Last Night: Sir Paul McCartney at Minute Maid Park
McCartney paid tribute to Hendrix with a quick nod to "Foxy Lady" early on, and he reworked Harrison's Sinatra-fave "Something" with a ukelele open and a metallic close. In tribute to Lennon he pulled out "Here Today" off 1982's Tug of War for a spin.
It was the quietest, most somber part of the evening.
God help if I didn't enjoy "Ob la di ob la da" and "Back In The USSR" more than I ever had in my whole life, and I have even gone on record previously saying how much I hated those songs.
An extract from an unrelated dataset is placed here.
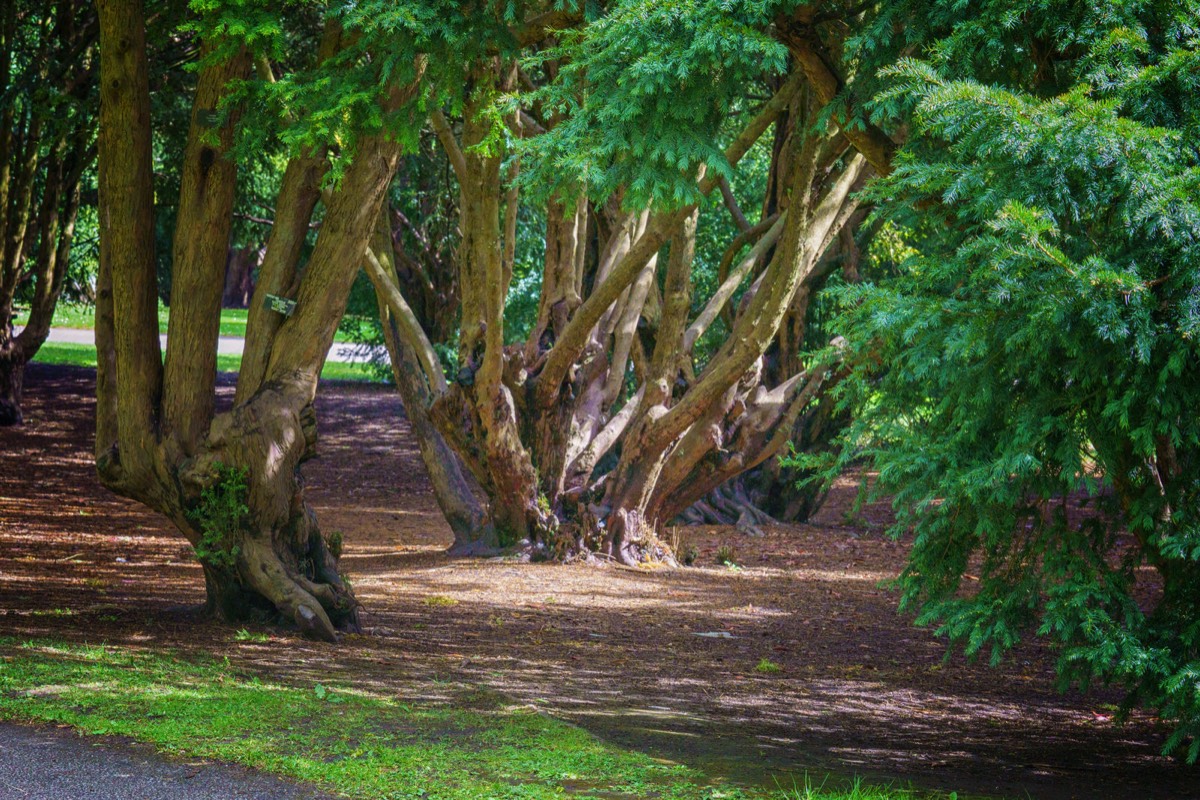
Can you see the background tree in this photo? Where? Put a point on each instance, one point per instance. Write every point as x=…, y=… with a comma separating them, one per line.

Damn you, McCartney.
The best part of the night for me was the bombastic version of "Live and Let Die" complete with Slayer-style pyro and fireworks, which led directly into the decidedly less aggressive "Hey Jude". I could only laugh out loud at the mood shift, and also you know, fire is cool.
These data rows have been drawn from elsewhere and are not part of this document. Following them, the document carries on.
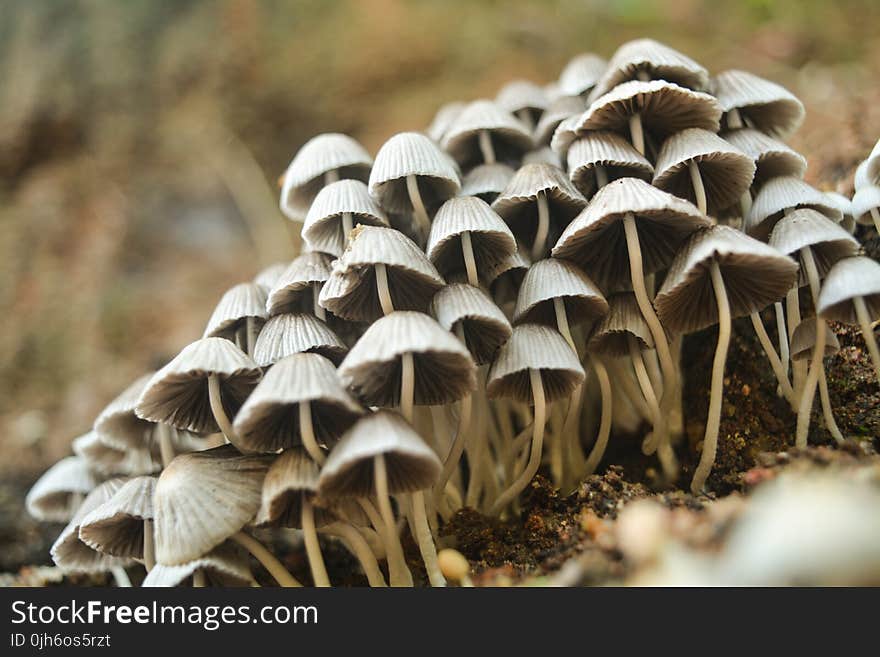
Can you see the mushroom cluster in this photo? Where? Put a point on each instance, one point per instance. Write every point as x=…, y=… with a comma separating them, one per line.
x=499, y=292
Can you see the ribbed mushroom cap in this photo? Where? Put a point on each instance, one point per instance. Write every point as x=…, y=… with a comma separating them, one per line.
x=304, y=177
x=225, y=565
x=323, y=229
x=596, y=240
x=238, y=303
x=287, y=334
x=444, y=370
x=803, y=339
x=624, y=319
x=848, y=279
x=581, y=74
x=69, y=553
x=762, y=104
x=119, y=425
x=518, y=203
x=411, y=154
x=178, y=393
x=534, y=347
x=726, y=171
x=510, y=136
x=269, y=419
x=610, y=151
x=57, y=494
x=772, y=158
x=654, y=59
x=292, y=292
x=117, y=526
x=491, y=239
x=203, y=498
x=664, y=108
x=828, y=241
x=779, y=195
x=484, y=326
x=486, y=181
x=551, y=279
x=755, y=275
x=351, y=293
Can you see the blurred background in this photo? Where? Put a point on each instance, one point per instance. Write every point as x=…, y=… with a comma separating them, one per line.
x=141, y=141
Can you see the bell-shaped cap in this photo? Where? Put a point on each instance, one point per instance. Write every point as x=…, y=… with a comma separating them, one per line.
x=444, y=370
x=596, y=241
x=351, y=292
x=848, y=279
x=610, y=151
x=725, y=170
x=349, y=471
x=534, y=347
x=203, y=498
x=763, y=105
x=60, y=490
x=464, y=308
x=550, y=279
x=178, y=393
x=755, y=275
x=287, y=334
x=269, y=419
x=325, y=154
x=323, y=229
At his advanced age, McCartney hasn't lost a bit of his performing acumen. Seventy is the new 50, or so I hope for my sake. Sure, things aren't as loud as they used to be, but he's still active onstage. And he can still belt it out when he needs to, and you still learn a lot about rock bass by watching him play the simplest early Beatles cuts.
Some legacy acts touring these days, even a decade younger than McCartney, could never keep up. Hint: The lead singer used to be an American Idol judge.
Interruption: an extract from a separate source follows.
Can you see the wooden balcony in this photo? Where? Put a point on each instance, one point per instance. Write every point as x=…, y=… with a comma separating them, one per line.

The night was stretched out by two "encores," the second out-Whataburgering the first one. I mean how can you beat "Yesterday" into "Helter Skelter" and then closing with "Golden Slumbers/Carry That Weight/The End"?
Certainly not with "Lady Madonna."
This was a show for my personal bucket list, my rock-writer bucket list, and for my own mental housing chamber. And you know, I now have something brutal that I can hold over my children's and grandchildren's heads in a few decades.
Hearing "All My Loving" live pretty much sealed the year for me, to be honest. Now bring on the secessions, the solar flares, the economic collapses, and the zombies.